Iowa State’s Nanovaccine Institute looks for new ways to protect public health


Part of Iowa State's nanovaccine team
Here are some of the Iowa State researchers working with the Nanovaccine Institute based on campus, left to right: Michael Wannemuehler, Surya Mallapragada, Gregory Phillips, Balaji Narasimhan, Marian Kohut and Donald Sakaguchi. Larger photo. Photo by the Iowa State University Foundation.

AMES, Iowa – Iowa State University’s Nanovaccine Institute is bringing together researchers to find new ways to improve public health.

Institute researchers from Iowa State University, the University of Iowa and the University of Wisconsin-Madison, for example, are working together to develop and test what they think could be a better way to fight the flu.

The researchers’ idea is to load synthesized influenza proteins into nanoparticles. Those nanoparticles are about 300 billionths of a meter across and are made from biodegradable polymers. The nanoparticles are incorporated into a nasal spray and delivered with a sniff. Based on preliminary studies, researchers believe the nanovaccine will activate both kinds of immune cells (T cells and B cells), provide protection in the upper airway (the nose, throat and voice box) and the lower airway (the windpipe and lungs).

The National Institutes of Health is supporting the study with a five-year, $2.8 million grant.

Iowa State’s Balaji Narasimhan – the director of the institute, an Anson Marston Distinguished Professor in Engineering and the Vlasta Klima Balloun Faculty Chair in Chemical and Biological Engineering – said there are number of advantages to a flu nanovaccine:

It can easily be loaded with proteins synthesized from many different types of flu, it can be modified and produced quickly (the researchers call it “plug-and-play” technology) and it can be safely stored for long periods at room temperature.

The technology, he said, has the potential to check all the boxes for a better flu vaccine.

In many ways, Narasimhan said this particular study is a model of how the Nanovaccine Institute is supposed to work.

It features a research team built across institutions and disciplines. The study was launched with internal grants from the Nanovaccine Institute and the University of Iowa’s Carver Trust Medical Research Initiative. Those grants provided the preliminary data necessary to win a multimillion-dollar grant from NIH’s National Institute of Allergy and Infectious Diseases.

The institute grew from seed funding awarded in 2013 by Iowa State’s Presidential Initiative for Interdisciplinary Research. Narasimhan said then the idea was to create a dream team of nanovaccine researchers capable of revolutionizing disease prevention and treatment.

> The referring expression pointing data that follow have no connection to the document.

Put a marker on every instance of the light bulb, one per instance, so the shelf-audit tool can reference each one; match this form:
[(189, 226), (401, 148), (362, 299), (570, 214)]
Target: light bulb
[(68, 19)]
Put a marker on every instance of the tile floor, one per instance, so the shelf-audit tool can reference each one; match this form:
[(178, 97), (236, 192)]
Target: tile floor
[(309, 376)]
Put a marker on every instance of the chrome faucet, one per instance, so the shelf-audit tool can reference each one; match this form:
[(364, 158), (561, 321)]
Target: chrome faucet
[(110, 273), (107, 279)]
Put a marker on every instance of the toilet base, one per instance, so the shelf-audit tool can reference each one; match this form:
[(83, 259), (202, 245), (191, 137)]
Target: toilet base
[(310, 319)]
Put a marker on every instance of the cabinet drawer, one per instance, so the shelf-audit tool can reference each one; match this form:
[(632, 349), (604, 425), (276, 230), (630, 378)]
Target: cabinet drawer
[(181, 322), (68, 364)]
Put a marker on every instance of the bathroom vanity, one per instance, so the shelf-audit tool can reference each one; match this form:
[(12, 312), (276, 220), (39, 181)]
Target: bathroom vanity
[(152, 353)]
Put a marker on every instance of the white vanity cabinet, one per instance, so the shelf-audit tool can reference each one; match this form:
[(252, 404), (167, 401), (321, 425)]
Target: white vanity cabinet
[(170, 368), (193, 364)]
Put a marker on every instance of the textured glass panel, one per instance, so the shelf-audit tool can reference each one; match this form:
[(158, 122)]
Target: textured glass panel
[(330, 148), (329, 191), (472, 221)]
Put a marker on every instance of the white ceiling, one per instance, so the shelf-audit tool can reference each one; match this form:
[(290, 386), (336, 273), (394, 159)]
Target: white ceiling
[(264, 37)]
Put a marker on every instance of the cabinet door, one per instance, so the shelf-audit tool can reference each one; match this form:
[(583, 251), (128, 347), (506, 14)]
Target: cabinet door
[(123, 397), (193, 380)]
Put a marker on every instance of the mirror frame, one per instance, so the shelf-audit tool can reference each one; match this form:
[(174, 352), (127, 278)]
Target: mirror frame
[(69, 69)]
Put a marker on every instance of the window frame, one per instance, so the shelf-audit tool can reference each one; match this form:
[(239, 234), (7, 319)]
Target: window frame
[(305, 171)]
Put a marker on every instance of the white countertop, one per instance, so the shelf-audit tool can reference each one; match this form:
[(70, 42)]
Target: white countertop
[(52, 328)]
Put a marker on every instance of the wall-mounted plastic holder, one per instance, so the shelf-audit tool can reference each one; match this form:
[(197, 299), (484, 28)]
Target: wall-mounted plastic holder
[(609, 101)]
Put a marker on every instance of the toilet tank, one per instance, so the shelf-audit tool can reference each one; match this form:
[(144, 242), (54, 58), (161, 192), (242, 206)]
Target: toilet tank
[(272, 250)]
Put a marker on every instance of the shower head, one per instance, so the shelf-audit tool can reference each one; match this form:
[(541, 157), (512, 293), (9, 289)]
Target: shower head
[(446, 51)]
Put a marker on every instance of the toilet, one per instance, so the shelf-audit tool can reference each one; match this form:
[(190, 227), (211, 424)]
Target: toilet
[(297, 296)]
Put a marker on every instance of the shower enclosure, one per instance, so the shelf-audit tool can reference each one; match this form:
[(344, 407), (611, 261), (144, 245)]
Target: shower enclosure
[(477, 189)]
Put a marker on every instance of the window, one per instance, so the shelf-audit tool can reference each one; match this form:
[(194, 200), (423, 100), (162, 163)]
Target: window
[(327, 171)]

It now includes nearly 70 researchers from 19 institutions. They’re currently studying nanovaccines and nanotherapies for respiratory infections, neural disorders, tropical diseases, cancer and veterinary diseases. So far, the institute’s researchers have attracted more than $30 million in grants.

“We’re creating mini dream teams for each of these areas,” Narasimhan said. “Because of that we’re competing for grants and gaining national and international prominence.”

And, because of the institute’s work, our fall flu routine could one day include a dose of nanovaccine and better public health.